So I wrote a rather angry private email to Erik Wilde a few days ago, complaining about his use of the term “linked data” for a site that doesn’t follow the linked data practices. Erik decided to publish my email on his blog, along with a long defense of his use of the term, in a post called “The Linked Data™ Police”. Since it’s in public now, we can just as well see if we can get a useful discussion out of this.
First, I realize that Erik probably responded more to the tone of my email than to the content. It was an angry rant, and my tone misses the mark, so his response is fair enough, and I have apologised to him. I also have to say that I’m speaking only for myself and nobody else—before others become scared of the “Linked Data™ Police”, I can assure them that to the best of my knowledge, it has a staff of one, and my peers in the community are in general a friendly and civil lot.
The site in question. So, what is this about? Erik and team have built recovery.berkeley.edu, a site that publishes structured data about Recovery Act spending. The site was built with a grant from the Sunlight Foundation. The technologies of choice are Atom and various other XML formats. As far as I can see, it’s excellent in its adherence to REST principles, including good URI design and “hypermedia as the engine of application state”. These two together are labelled as “linked data” in the site’s technical documentation.

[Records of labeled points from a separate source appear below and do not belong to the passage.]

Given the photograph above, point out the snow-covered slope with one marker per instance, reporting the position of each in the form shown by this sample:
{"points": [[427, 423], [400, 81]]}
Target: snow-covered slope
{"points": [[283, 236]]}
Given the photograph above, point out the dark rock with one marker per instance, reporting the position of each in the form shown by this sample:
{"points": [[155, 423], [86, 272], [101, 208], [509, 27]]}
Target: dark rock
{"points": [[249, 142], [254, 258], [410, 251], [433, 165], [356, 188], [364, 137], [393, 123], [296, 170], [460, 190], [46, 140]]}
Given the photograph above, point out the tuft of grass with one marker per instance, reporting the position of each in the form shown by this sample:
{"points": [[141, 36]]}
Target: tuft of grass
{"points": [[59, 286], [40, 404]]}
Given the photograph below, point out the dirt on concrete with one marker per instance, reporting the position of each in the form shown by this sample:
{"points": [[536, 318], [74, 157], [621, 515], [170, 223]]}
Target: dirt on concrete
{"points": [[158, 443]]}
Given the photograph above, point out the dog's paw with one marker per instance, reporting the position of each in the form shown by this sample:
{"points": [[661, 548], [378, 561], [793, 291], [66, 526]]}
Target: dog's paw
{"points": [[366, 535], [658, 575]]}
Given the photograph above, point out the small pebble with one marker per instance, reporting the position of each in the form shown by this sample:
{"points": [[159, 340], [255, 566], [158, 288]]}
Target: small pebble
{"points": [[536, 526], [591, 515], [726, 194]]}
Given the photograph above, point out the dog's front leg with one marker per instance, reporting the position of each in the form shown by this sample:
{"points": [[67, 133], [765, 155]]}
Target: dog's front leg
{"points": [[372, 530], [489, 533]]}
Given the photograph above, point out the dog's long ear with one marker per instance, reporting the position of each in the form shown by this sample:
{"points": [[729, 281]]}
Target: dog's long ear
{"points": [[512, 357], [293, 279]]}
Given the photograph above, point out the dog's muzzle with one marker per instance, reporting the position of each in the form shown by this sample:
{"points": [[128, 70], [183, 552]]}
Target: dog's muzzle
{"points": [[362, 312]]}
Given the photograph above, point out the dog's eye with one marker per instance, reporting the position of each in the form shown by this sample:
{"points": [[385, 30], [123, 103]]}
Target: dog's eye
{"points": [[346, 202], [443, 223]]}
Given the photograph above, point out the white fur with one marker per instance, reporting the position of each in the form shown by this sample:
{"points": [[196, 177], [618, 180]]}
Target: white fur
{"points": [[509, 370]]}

This is a discussion about names, and not about substance. At the very core is the following question: Should we understand “linked data” to mean “the idea of somehow connecting pieces of data with links”, or should we take it to mean “RDF published according to the rules outlined by Tim Berners-Lee in the design note that coined the term”?
Obviously, I’m of the latter opinion. In this post, I want to do two things: First, I want to respond to some specific points from Erik’s post. I will do this by paraphrasing each point, and then responding to it. Second, I want to explain why I care about the matter and why I think that “linked data” should continue to be associated with Tim’s rules, and why advocates of different sets of rules should use different terms.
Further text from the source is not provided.